Vertcoin (VTC) 51% Attacked
And now, we have the Vertcoin going through the same fate again. Moreover, an interesting part is that San Francisco-based crypto exchange, Coinbase has given an official statement on this attack, claiming that the Bitcoin-like networks (or forks of BTC) are weaker and less secure.
This may be why Coinbase did not list Vertcoin, whereas, competing exchanges including Binance and Bittrex have listed it.
Vertcoin 51% Attacked
A 51% attack was performed on the Vertcoin blockchain on 2nd of December, and double spending happened, costing the network to lose more than $100,000.
It was reported that a large amount of ASIC hash was rented to orchestrate this attack. Successive reorg on the blockchain was performed. Vertcoin went through repeated reorg going as deep as 307 blocks.

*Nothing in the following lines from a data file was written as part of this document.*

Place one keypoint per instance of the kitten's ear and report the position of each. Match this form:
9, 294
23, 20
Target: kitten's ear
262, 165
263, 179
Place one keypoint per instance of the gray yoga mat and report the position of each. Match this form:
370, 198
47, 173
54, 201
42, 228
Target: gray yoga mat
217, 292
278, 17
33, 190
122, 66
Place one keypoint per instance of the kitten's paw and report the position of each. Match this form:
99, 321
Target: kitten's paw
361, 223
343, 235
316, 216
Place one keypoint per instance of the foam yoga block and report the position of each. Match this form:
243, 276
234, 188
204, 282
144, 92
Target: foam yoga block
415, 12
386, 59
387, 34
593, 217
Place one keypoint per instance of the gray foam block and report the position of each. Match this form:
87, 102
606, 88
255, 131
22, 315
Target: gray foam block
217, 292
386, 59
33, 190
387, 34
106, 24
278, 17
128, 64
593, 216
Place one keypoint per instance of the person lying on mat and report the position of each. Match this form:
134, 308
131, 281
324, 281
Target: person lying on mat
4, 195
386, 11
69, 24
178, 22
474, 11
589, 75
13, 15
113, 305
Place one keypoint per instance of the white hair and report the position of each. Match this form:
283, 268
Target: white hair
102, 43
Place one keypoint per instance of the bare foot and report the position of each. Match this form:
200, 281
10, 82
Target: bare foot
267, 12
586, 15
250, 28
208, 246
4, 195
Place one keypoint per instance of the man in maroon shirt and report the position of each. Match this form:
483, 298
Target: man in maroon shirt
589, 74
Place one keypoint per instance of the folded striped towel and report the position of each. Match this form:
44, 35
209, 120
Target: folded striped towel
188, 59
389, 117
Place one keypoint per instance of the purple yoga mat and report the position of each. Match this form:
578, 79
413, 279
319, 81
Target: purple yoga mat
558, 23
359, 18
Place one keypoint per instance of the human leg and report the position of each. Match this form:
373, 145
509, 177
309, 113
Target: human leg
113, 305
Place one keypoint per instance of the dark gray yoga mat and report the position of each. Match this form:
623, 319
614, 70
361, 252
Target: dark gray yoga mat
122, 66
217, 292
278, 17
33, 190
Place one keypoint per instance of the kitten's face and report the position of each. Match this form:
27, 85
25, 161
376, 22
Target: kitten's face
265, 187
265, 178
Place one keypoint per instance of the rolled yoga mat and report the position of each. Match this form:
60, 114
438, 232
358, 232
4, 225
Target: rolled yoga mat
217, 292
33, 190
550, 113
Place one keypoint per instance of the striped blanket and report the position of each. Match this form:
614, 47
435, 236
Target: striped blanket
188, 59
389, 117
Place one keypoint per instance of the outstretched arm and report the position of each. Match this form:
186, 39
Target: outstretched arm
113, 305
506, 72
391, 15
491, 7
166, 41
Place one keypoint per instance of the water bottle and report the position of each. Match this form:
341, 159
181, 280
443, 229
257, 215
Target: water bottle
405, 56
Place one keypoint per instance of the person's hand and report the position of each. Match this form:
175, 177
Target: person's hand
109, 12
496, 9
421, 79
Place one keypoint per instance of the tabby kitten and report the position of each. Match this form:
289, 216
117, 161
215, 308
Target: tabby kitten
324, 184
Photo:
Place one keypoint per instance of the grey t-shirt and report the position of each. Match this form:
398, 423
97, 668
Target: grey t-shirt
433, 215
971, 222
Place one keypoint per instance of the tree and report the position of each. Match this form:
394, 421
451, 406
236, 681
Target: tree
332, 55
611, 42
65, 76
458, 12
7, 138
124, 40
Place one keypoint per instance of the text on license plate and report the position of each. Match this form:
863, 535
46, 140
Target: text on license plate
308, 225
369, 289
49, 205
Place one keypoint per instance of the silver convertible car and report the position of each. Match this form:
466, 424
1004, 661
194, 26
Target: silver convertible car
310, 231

Vertcoin Against ASICs Proving to Be Insecure
The Vertcoin algorithm is designed to be ASIC-resistant – in order to make the mining more decentralized. So anyone with a graphics card can easily mine Vertcoin. The drawback of this, however, is that such a network can be attacked by anyone having a standard graphicss card, unlike other ASIC coins such as bitcoin (BTC) – which require ASIC mining equipment to perform 51% attacks successfully (even though it may be practically impossible to do so on the BTC blockchain).
Coinbase Making Use of this Opportunity
Coinbase came out with a detailed article about this attack in an official blog post, criticizing the Bitcoin-like Networks that are clearly vulnerable to attacks.
Coinbase was targeting its competitors who have listed Vertcoin. The US-exchange may have taken advantage of the situation to inform people about other exchanges that have listed insecure coins.
Advice to Investors
Experts have always advised investors to be cautious and keep away from low cap coins, as they are vulnerable to 51% attacks. But investors go after those coins for making quick money. These coins, if invested in without prior research, can lead to a loss of funds.
Therefore, it is better to invest in a more secure and reliable blockchain network like Bitcoin (BTC) – which is the most secure network in the entire blockchain ecosystem. Millions of dollars and electricity are required to attack the Bitcoin network, and it is also logistically highly infeasible.